Sometimes you can tell a lot about a person simply by listening to their voice.  Just as eyes are “windows to the soul,” voices can be impressions of the heart.

Visiting a friend in the hospital not long ago, I needed to go to the tenth floor.  Pushing a square glowing button of golden orange with an arrow pointing “UP,” I waited for the elevator.  Shiny doors of silver opened, disappearing into wall spaces on either side allowing me to step in.  Two men huddled near a panel of buttons to the left, chatting like old friends.

Trying to appear occupied, I looked down at a dotted steel floor where I noticed scuff marks of white on navy blue boots.   In my hands, I held a small potted plant.  Waxy green leaves rolled unconsciously between my thumb and forefinger.

The two men seemed to have reconnected after a chance encounter elsewhere in the hospital.  A family lounge?  The cafeteria?  “I still can’t believe it’s you,” one of them said!  “Yeah, it’s been a long time.  Man, its great running into each other,” responded the other, with a pat on the back!

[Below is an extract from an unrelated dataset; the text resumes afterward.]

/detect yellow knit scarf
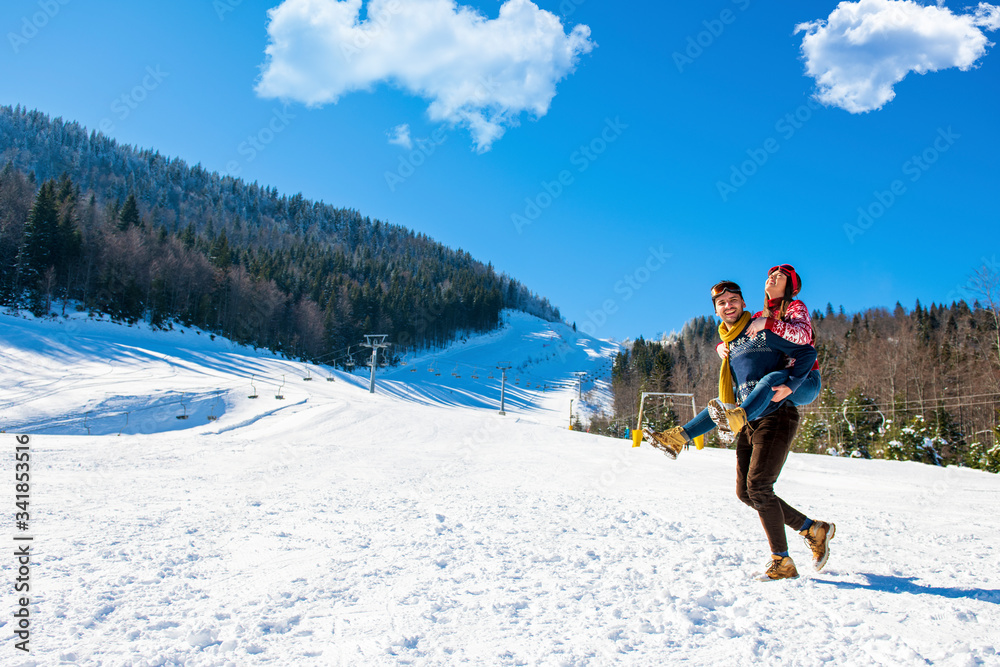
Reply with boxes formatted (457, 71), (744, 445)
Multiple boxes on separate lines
(719, 310), (751, 403)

As the elevator lifted up, pitches and tones of the men’s voices took twists and turns within our 5X7 generic space.  Pauses, sigh, sadness and laughter suggested important changes had taken place for each of them.

One of the men had a lilting sound to his voice.  Notes of anticipation that rose higher with each passing floor.  The other sounded resigned yet hopeful.  His voice disguised suffering, I guessed.

Not much time left.  The elevator wall panel told me so.  Glowing buttons highlighted floor numbers soon-to-be.  They hinted farewells were about to take place.

Nervous laughter trickled among the small of our spot.  An air of tension suddenly weighed heavily as we neared the first floor to open.  When doors slid wide a large sign on the back wall read, “Maternity.”  The first man out brushed back his hair nervously to say, “You take care of yourself.”   “Sure will!  Tell your wife, congratulations,” the other man called out.

It was only then that I truly looked at the other man who stood in the corner.  He pushed a lit button with one hand while gripping an IV pole with the other.  Dressed in an oversized hospital gown with very loose jeans, he glanced at me with a slight smile.  Shiny doors closed, silently.  Seconds later, when they opened, I read a different sign.   “Oncology.”

After the man stepped out he turned, whispering familiar words to me.  “Take care of yourself.”  His voice gave me the impression of kindness, sincerity and gentleness.  In time and space of small, my heart had grown large.  He left me feeling like I had known him for most of my years.


The ‘Model’ Girl

While shopping for a gift for my son’s birthday, I stopped at one of our major department stores.  You would recognize its name if given here.  It’s one of the mall’s Anchor stores.

Bending down to peer inside a case of clear glass, I was awed by its riches, a medley of valuables in all sizes and shapes.  I was quite intrigued by an array of special ball point pens.  Most were made from artful mosaic glass, with cases to match.   Lying next to them were sleeping lead pencils in beds of deep blue velvet.  Together, they created a beautiful display.  Like a painting that should have been hung on someone’s wall instead of hidden behind a case for the likes of you or me to see.

A trio of young women soon swooped by, nearly knocking me off my wobbly feet.  I was still low to the ground to see the unique treasures inside the glass.  None of the women stopped to apologize, instead they giggled and laughed, moving on their merry way.  Instinctively, I grabbed hold of the nearest thing to break my fall, leaving my DNA upon the showcase.  The police did not have to be called to dust for finger prints.  There they were in plain sight.

Quickly, a tall dark ‘model’ girl came rushing from behind the counter, her designated sales spot.  “Don’t touch the glass,” she scoffed at me!  “I’m sorry,” I answered back.  I was just admiring your pens.  A gift for my son,” I went on to say.   I thought about mentioning the three women who nearly knocked me over, yet I didn’t bother.  This ‘model’ girl’s main priority seemed to be cleaning the glass.  She sighed.  Clicking her tongue, she rolled her big brown eyes.  Quickly, she grabbed a white cloth together with her blue cleaner.

When the the ‘model’ girl finished her task, I was about to ask to see one of the beautiful pens behind her spotless, clean case.  It was then that I noticed her eyes glistening with dampness.  I sensed something in her and in return she sensed something in me.  “I’m truly sorry that you’re having a bad day,” I said from behind the counter a few feet away.

Holding her head high, this lovely ‘model’ girl brushed back falling tears.  From behind the counter, a soft, pink tissue appeared.  Somewhere deep inside, she regained her composure, her strength.  I don’t know how.  Reaching across the counter, she gripped my hand looking for comfort then, “I have breast cancer.  My surgery is tomorrow.”